With those symptoms and statistics in mind, Siegel noted the importance of screening—and the associated risks. “There is a large population of people under 50 who should be screened early for colorectal cancer, even aside from the new ACS guidelines,” she said. “Anyone with a family history or history of adenomas in parents should be screened, and patients whose parents had polyps should begin screening at age 40.”
When recommending screenings, Siegel said emphasis should be placed on whether the benefits outweigh the potential risks associated to colonoscopy. “It's important to realize that screening guidelines are determined based on patient populations and where the risk increases when looking at age-specific rates,” she said. “We are looking for high rates in a certain group, when in fact if those patients were screened a decade earlier, the risk for cancer would be eliminated or reduced.”

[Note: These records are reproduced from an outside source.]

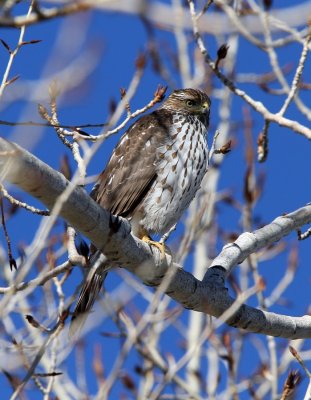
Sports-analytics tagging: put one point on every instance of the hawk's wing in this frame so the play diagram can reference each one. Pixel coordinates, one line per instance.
(131, 169)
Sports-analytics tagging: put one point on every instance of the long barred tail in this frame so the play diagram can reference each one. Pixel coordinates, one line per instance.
(89, 293)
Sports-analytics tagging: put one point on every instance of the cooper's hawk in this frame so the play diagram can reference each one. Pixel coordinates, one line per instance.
(154, 172)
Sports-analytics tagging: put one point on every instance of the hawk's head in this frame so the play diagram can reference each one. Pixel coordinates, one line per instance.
(189, 101)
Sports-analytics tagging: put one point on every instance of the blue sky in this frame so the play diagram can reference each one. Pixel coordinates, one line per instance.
(109, 44)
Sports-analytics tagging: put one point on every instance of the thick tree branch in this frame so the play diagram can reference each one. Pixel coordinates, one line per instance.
(112, 236)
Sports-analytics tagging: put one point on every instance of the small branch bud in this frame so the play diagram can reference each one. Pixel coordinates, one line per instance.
(221, 54)
(159, 94)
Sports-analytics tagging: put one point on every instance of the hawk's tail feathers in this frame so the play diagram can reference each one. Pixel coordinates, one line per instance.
(89, 293)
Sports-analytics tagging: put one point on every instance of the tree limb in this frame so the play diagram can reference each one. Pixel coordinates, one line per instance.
(112, 235)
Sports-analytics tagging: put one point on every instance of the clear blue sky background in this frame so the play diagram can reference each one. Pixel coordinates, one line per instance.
(117, 40)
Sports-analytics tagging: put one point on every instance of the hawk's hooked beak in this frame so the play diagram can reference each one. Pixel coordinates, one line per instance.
(205, 106)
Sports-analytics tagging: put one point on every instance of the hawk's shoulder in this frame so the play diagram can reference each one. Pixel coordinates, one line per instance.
(131, 169)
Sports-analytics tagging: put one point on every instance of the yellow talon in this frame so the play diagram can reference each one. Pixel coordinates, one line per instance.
(159, 245)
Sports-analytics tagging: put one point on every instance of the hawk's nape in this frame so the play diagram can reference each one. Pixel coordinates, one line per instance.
(153, 173)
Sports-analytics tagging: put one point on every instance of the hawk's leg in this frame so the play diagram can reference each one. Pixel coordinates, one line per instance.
(159, 245)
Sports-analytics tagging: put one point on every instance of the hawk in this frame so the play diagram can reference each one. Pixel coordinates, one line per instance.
(153, 173)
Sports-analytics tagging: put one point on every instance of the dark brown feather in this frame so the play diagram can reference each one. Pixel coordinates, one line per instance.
(131, 170)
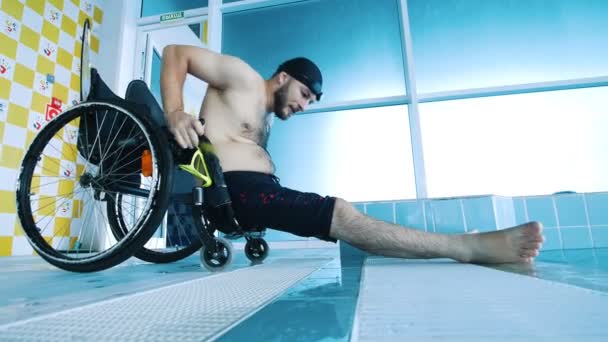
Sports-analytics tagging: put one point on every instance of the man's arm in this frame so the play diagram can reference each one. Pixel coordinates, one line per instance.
(218, 71)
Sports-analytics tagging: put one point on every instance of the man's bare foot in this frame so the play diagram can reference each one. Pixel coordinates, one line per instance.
(516, 244)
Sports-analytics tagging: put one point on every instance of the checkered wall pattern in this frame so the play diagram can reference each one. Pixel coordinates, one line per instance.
(39, 78)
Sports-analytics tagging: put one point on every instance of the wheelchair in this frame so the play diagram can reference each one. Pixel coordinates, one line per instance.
(111, 162)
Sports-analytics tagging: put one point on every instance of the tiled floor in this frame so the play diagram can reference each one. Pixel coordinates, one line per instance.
(321, 303)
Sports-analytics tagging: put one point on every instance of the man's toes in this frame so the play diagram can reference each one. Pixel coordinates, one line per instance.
(530, 253)
(531, 245)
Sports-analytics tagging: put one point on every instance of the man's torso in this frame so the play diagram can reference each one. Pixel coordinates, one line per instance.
(236, 124)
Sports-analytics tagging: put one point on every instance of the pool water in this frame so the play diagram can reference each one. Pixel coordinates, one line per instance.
(587, 268)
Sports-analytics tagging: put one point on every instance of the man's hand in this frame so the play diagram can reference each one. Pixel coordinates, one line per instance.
(186, 128)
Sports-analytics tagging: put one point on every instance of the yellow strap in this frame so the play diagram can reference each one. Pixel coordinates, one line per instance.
(195, 172)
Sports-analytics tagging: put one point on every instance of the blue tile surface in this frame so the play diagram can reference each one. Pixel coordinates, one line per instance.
(479, 213)
(552, 239)
(505, 212)
(320, 308)
(597, 204)
(571, 210)
(577, 237)
(600, 236)
(381, 211)
(360, 207)
(410, 214)
(520, 211)
(447, 215)
(428, 215)
(541, 209)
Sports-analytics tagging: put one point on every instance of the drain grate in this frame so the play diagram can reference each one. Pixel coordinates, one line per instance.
(446, 301)
(192, 311)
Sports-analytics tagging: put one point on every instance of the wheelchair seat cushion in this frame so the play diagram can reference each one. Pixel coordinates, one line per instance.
(259, 201)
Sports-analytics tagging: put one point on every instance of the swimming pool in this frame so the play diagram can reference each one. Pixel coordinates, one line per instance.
(587, 268)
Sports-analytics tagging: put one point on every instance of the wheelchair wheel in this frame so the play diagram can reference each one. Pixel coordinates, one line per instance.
(84, 157)
(218, 261)
(180, 238)
(256, 249)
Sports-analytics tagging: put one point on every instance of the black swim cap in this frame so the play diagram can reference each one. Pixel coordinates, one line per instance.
(305, 71)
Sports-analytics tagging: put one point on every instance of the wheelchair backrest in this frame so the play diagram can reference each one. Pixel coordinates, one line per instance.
(138, 92)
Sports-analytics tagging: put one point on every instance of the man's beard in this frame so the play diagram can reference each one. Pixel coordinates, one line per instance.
(280, 101)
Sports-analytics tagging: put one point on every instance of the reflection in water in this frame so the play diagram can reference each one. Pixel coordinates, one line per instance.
(587, 268)
(318, 309)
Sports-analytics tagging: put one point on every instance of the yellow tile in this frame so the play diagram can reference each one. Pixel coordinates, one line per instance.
(62, 227)
(77, 209)
(29, 38)
(18, 115)
(29, 137)
(81, 18)
(79, 169)
(68, 26)
(75, 82)
(39, 102)
(97, 15)
(45, 66)
(73, 240)
(75, 123)
(95, 44)
(69, 152)
(77, 47)
(6, 245)
(36, 5)
(57, 3)
(61, 92)
(35, 185)
(11, 158)
(8, 46)
(66, 187)
(5, 88)
(24, 76)
(50, 166)
(46, 206)
(18, 230)
(7, 201)
(64, 58)
(13, 8)
(50, 32)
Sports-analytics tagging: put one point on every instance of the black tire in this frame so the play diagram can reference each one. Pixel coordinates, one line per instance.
(185, 244)
(219, 261)
(97, 180)
(256, 249)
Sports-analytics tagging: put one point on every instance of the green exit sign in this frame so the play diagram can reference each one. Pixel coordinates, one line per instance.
(172, 16)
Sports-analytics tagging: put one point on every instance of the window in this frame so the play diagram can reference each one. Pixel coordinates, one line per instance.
(460, 44)
(523, 144)
(355, 43)
(154, 7)
(359, 155)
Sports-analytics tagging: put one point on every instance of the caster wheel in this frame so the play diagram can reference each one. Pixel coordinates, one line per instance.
(215, 262)
(256, 249)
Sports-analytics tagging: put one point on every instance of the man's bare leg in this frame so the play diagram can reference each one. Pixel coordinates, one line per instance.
(517, 244)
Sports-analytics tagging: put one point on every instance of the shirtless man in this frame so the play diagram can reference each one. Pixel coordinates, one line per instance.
(237, 107)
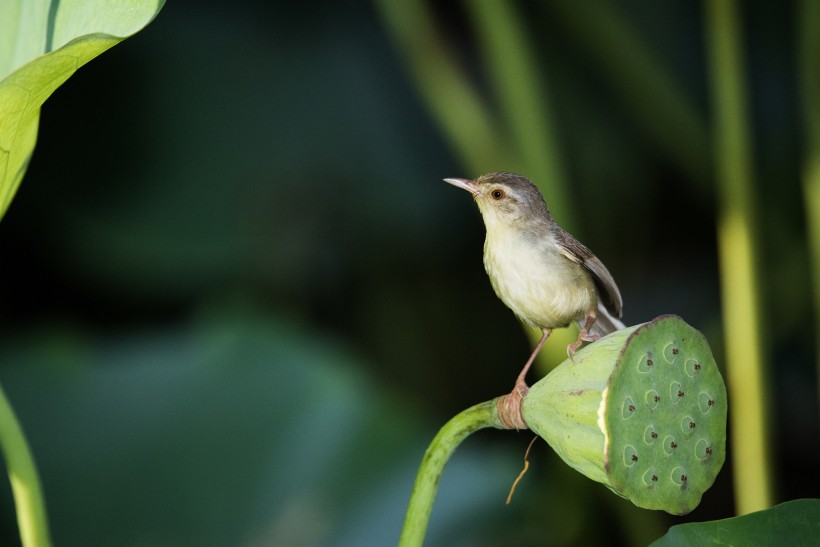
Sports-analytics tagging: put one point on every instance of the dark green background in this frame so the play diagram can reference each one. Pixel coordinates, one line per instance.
(237, 301)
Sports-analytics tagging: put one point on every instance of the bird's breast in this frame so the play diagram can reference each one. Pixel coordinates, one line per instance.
(539, 284)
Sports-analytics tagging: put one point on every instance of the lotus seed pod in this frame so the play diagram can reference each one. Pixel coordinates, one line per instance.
(642, 411)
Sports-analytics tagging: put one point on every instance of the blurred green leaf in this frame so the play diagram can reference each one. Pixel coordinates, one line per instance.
(238, 429)
(43, 43)
(792, 523)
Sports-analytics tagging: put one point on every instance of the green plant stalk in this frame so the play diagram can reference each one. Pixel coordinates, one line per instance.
(25, 483)
(740, 288)
(523, 98)
(809, 74)
(645, 85)
(480, 416)
(455, 105)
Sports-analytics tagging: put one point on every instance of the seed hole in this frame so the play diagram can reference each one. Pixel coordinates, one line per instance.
(628, 408)
(652, 398)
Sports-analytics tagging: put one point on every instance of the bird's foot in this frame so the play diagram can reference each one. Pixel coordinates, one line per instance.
(509, 406)
(583, 336)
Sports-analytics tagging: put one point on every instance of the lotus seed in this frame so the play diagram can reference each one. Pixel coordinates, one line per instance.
(705, 402)
(649, 477)
(692, 367)
(630, 455)
(629, 407)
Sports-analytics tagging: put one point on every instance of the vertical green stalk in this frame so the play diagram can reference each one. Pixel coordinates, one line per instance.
(453, 101)
(25, 483)
(480, 416)
(808, 55)
(638, 75)
(523, 98)
(738, 256)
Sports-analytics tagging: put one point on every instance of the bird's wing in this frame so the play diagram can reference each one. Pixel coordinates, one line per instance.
(607, 289)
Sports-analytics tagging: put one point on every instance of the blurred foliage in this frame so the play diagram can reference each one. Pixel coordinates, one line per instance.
(235, 293)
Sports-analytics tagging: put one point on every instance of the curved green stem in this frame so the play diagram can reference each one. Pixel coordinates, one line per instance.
(480, 416)
(25, 483)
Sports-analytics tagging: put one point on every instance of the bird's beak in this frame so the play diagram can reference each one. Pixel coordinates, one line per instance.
(464, 184)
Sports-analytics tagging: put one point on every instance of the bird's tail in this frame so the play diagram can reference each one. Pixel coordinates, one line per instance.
(605, 322)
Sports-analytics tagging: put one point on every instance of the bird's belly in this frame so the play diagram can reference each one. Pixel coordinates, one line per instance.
(544, 291)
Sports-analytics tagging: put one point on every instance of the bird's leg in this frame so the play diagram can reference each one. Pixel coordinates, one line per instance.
(583, 336)
(510, 405)
(520, 382)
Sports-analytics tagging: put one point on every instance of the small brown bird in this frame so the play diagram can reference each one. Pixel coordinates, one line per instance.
(538, 269)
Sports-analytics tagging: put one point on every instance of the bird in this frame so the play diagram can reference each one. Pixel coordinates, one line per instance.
(539, 270)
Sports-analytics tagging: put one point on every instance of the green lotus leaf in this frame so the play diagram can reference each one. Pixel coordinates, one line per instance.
(42, 43)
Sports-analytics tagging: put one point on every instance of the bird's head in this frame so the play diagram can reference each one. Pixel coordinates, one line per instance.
(506, 199)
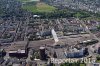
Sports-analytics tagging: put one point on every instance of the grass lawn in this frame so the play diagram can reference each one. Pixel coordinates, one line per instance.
(39, 7)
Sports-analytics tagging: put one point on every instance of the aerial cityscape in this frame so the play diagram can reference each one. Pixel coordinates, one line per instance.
(49, 32)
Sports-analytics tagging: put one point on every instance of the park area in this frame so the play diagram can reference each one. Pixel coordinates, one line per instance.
(36, 6)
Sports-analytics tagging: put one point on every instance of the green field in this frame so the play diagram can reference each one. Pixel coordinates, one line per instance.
(38, 7)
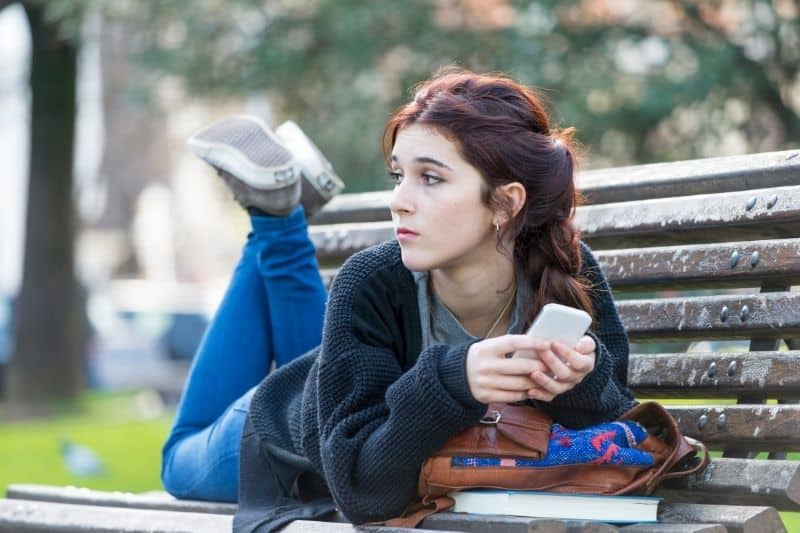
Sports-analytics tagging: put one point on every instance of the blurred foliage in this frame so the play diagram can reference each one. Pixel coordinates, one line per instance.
(642, 81)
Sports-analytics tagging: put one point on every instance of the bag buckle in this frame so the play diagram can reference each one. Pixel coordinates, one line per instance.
(491, 417)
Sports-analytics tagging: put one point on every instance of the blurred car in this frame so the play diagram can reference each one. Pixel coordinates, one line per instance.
(6, 336)
(145, 334)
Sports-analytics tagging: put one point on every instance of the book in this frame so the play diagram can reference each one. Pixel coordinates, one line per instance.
(615, 509)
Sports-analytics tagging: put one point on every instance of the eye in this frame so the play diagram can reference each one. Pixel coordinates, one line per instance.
(431, 179)
(395, 177)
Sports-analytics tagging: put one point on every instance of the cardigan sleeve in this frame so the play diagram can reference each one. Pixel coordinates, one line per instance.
(603, 395)
(378, 423)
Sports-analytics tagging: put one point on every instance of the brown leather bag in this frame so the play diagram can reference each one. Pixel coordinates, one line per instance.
(512, 431)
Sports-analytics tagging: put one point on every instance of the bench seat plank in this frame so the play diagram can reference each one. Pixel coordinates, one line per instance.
(674, 528)
(736, 519)
(715, 375)
(742, 316)
(42, 517)
(156, 500)
(21, 515)
(731, 481)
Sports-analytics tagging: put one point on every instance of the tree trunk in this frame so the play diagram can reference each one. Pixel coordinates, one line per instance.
(48, 360)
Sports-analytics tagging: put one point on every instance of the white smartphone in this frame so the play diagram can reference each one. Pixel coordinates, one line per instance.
(561, 323)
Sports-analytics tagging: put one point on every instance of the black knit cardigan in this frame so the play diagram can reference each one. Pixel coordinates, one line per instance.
(368, 406)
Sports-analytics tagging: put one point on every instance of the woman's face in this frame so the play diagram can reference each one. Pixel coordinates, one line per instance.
(439, 218)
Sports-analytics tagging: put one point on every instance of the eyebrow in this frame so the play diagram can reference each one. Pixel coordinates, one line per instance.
(429, 160)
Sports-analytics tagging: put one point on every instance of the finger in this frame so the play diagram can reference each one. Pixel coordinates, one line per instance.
(511, 343)
(510, 383)
(541, 395)
(549, 385)
(586, 345)
(577, 361)
(502, 396)
(515, 366)
(556, 367)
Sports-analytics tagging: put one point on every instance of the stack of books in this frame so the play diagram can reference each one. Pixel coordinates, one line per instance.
(614, 509)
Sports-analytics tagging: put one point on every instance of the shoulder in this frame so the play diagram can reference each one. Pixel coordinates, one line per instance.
(377, 264)
(371, 280)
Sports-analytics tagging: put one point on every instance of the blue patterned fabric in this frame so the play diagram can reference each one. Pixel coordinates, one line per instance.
(608, 443)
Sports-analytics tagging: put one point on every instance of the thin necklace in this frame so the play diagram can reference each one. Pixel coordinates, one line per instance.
(502, 312)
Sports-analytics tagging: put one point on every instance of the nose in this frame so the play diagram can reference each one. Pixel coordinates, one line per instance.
(401, 200)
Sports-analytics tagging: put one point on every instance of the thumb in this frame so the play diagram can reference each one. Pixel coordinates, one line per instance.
(586, 345)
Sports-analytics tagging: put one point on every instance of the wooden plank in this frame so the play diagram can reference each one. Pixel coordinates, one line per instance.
(21, 515)
(156, 500)
(733, 264)
(674, 528)
(475, 523)
(693, 219)
(715, 375)
(622, 184)
(686, 178)
(41, 517)
(726, 481)
(769, 315)
(737, 519)
(311, 526)
(696, 266)
(742, 427)
(690, 220)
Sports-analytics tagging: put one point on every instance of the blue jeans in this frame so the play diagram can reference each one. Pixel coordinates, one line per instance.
(272, 311)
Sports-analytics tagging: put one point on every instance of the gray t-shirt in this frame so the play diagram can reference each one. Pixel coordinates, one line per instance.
(440, 326)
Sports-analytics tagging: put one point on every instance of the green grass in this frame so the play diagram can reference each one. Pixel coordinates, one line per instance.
(128, 438)
(120, 428)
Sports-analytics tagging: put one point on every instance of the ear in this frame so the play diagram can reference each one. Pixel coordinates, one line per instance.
(514, 193)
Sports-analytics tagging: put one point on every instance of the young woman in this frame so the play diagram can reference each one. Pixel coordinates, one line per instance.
(417, 332)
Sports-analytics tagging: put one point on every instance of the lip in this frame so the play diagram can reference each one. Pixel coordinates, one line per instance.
(405, 234)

However, she noted, “That is tricky to think about for colorectal cancer specifically. For example, breast cancer screening doesn't remove the cancer—it just detects it. For colorectal screenings, we want to remove lesions before they develop into malignancy, but there are also harms to that screening and we don't want to screen a population that has a very low risk because the harm could outweigh the benefit.” Such risks include proliferation of the colon or complications with anesthesia, Siegel said. “Most of the risks are not life-threatening, but it is important to be aware of the balance between harm and benefit.”
Vashi added that the need for early screening is especially critical in patients with a family history of colorectal cancer. “If there is a genetic abundance or strong family history of cancer, such as first-generation relatives who have colorectal or endometrial cancer, patients should be screened for genetic disorders such as Lynch syndrome, which increases a patient's risk for colorectal cancer as much as 80 percent,” he said.
To combat the risks associated with colonoscopies, Vashi recommended alternative screenings such as stool tests, which can scan DNA and test for polyps. “There are tests that will combat the challenges patients face with colonoscopies,” he said. “That is an invasive procedure, compared to other screenings, such as Pap smears or breast exams. We need to find more noninvasive tests to offer larger populations that can be given to younger patients who are high risk.”
Vashi stressed that, ultimately, the physician community should focus on spreading awareness in the younger patient population—especially those with a family history—to get checked and encourage their families to be screened as well.
“We can do a better job of doing thorough family history evaluations and screening at multiple levels,” he noted. “For the younger population, we must identify high-risk patients and be aware that the rates of colorectal cancer are increasing. Awareness, detection, and early treatment are key.”
Kelly Wolfgang is a contributing writer.